# First attemps focus stacking C&C



## HL45 (Aug 8, 2013)

Downloaded a couple free trials of stacking software to try this out. Only had the macro lens about a month so this is all still somewhat new to me.

I used my tripod and on camera flash to get the shots, 6 shots for each. 




stack by mtw2118, on Flickr




Stacked6 by mtw2118, on Flickr


----------



## HL45 (Aug 8, 2013)

100 Views!!


----------



## JacaRanda (Aug 8, 2013)

I think the flower is quite impressive!


----------



## HL45 (Aug 9, 2013)

JacaRanda said:


> I think the flower is quite impressive!


Thanks for the reply


----------



## DGMPhotography (Aug 9, 2013)

I love the quarter!


----------



## DarkShadow (Aug 9, 2013)

I have know idea what focus stacking is but I really like them both.


----------



## Trever1t (Aug 9, 2013)

works for me!


----------



## HL45 (Aug 9, 2013)

DGMPhotography said:


> I love the quarter!


Thanks 




Trever1t said:


> works for me!



Thanks 



DarkShadow said:


> I have know idea what focus stacking is but I really like them both.
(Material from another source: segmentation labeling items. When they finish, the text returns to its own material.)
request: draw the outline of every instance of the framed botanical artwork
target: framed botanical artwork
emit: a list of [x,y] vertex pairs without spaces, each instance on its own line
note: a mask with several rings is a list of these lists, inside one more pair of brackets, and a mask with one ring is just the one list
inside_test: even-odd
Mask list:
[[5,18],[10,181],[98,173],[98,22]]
Thanks, I didn't know either! When I started looking at other macro photos I realized the depth of field I was getting with a single shot, even at f/22 wasn't what I was seeing in some others work.
Focus stacking takes the in focus areas and stacks them together to get an amazing DOF that you simply can't get with a single macro shot.


----------



## shinycard255 (Aug 9, 2013)

The quarter looks great!  

One thing I noticed after playing with focus stacking for the past few years, if you let Photoshop do it for you, it doesn't always work.  It's easier for me to go in an manually mask out the areas that I need so I know that it will turn out the way I want it to


----------



## HL45 (Aug 9, 2013)

shinycard255 said:


> The quarter looks great!
> 
> One thing I noticed after playing with focus stacking for the past few years, if you let Photoshop do it for you, it doesn't always work.  It's easier for me to go in an manually mask out the areas that I need so I know that it will turn out the way I want it to


Thanks, nobody noticed it's a half dollar  
I don't have Photoshop, used zerene stack and helicon focus free trials. I think helicon was easier to use. I did have to adjust the preferences to get auto stack to work correctly.


----------



## shinycard255 (Aug 9, 2013)

HL45 said:


> shinycard255 said:
> 
> 
> > The quarter looks great!
> ...



Never heard of either, but if it works, then keep using it!


----------